Here's another photo of the typical behavior--looks like a tom with two hens, doesn't it? Hence my complacency. Within the past day or so, however, the other narri-colored poult seems to have begun a kind of gobble, but only if the tom isn't there. *sigh* I thought, perhaps, too, that I'd actually seen this second poult display when alone, though I couldn't be sure which poult I was actually watching--other than a slight variation in the length and shape of the snood, there are no distinguishing features. Yet another worrisome bit of info, though I've read that it can take another month for their mature coloring to come in.

Here's a pretty good shot of the two of them together, and if you click the photo, it should open a larger version. Cast your vote in the comments section below--tom or hen?
You make the call.

Sunday, July 02, 2006

Kitchen Garden

I've been meaning to blog about the kitchen garden for a while now, and we got some good pictures today. This is an overview of the area which is approximately 50'x50'. We fenced it in with goat fencing, which has done a great job keeping out the goats and chickens but not such a great job with the bunnies, who managed to nearly wipe out two sections of beans before we bought two rolls of 2' chicken wire to run around the bottom. This seems to have done the trick, and the beans are attempting a valiant comeback.

I need to scan in a copy of my garden design, so folks can get an idea of the overall layout logic, but until I do that, here's a quick and dirty description. The left-most three sections are permanent planting beds with strawberries and a central row of lavendar in the two outside beds and asparagus ("Jersey King") in the middle bed. I planted four varieties of strawberries: "Jewel" and "Sparkle" in the first bed, and "Tristar" and "Earligirl" in the last bed. To the front of these permanent beds are three more beds that comprise the left half of the kitchen garden. In the center bed, I have (semi) permanent herbs: rosemary, parsley and thyme. In the outer beds, I have tomatoes and basil, pole beans and onions. The closer tomatoes are grapes and cherries, and the farthest are slicing tomatoes.

In the right side of the garden, I have mirroring sections, though the back three beds are not permanent but a part of the 4 part rotation. The center back is the dwarf "Tom Thumb" popcorn that Sam and I planted, and in front of that is the mirror herb garden with cilantro in the back, then dill, then two rows of chives that I just planted because the first batch didn't take.

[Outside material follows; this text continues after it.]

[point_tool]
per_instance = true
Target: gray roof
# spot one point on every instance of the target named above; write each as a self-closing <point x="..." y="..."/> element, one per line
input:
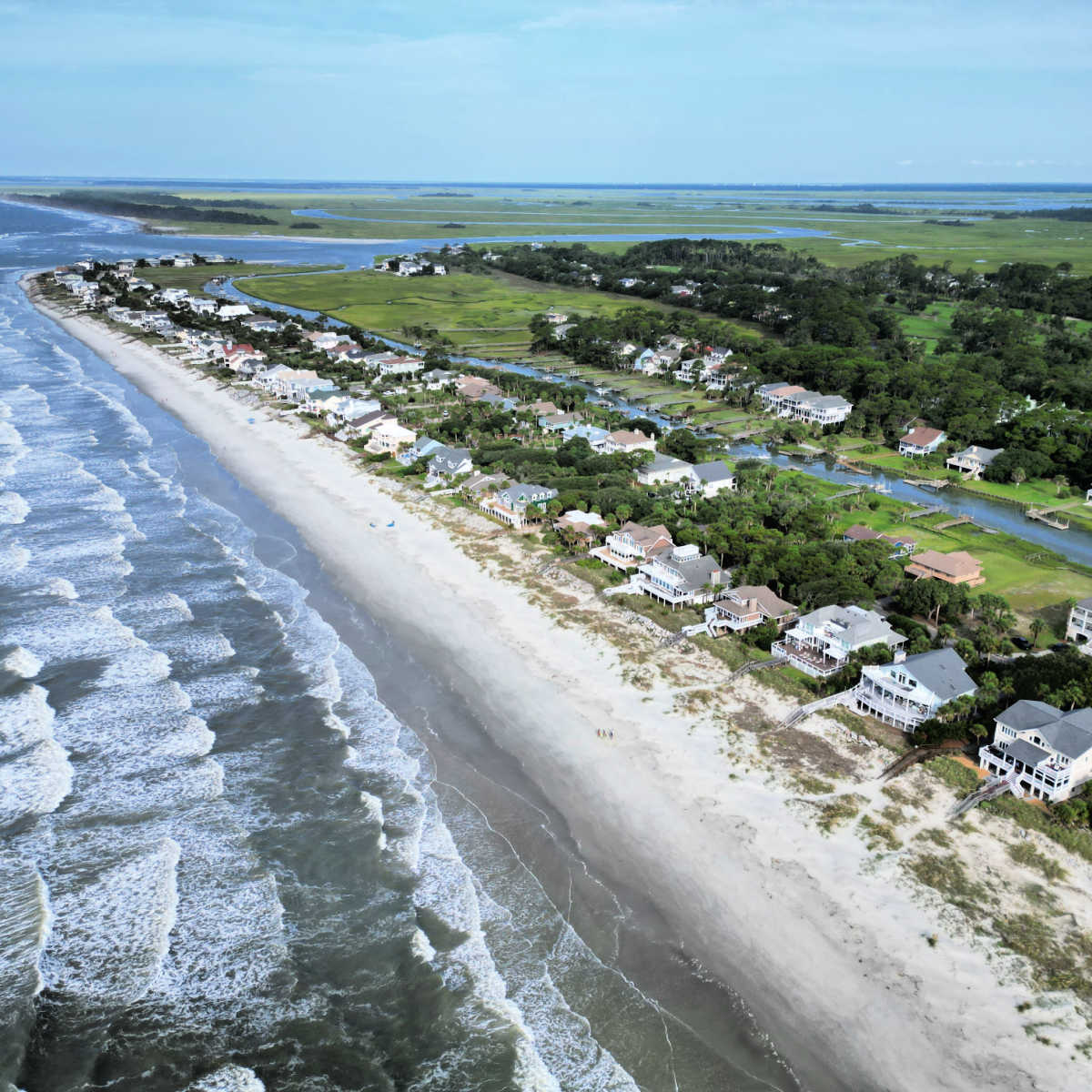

In the front left bed are carrots and beans (the only beans that didn't get eaten to the ground), and behind them to the right are lettuces and peppers with broccolli. In the farthest beds are onions, paste tomatoes, bunny bashed beans and a basil bed that's just recently seeded.

The perimeter of the garden has the several fruit trees that aren't in the yard-scaping somewhere and these are the garden beds with hardwood mulch in the picture. The back has apples ("Liberty," "Enterprise," and "William's Pride") and pears ("Seckel," "Magness" and "Potomac"). The left side has 20 blackberry plants: 7 "Apache," 8 "Arapaho," 5 "Triplecrown." The right side has 20 raspberry plants: 5 "Nova," 5 "Killarney," 5 "Caroline" and 5 "Jewel" black raspberries. The front of the garden showcases 6 table grape vines: 3 "Mars" and 3 "Canadice." In our yard, we've planted a "Stella" sweet cherry, a "Hardy Chicago" fig, a peach tree, and a "Stanley" plum tree, along with 7 blueberry bushes ("Bluecrop," "Jersey Blue," and I can't remember the others) .

We also have other crops planted elsewhere on the property. I have a melon/ squash bed in a hollow of one of the pastures, hoping to maximize water. There I have acorn and butternut squash, watermelon and two kinds of cantaloupes. In Jim's fields, we have two kinds of sweet corn--bicolor and white--and a full size popcorn. He also planted "Yukon Gold" and "Red Nordland" potatoes and two kinds of pumpkins--a jack o'lantern and pie pumpkin for me.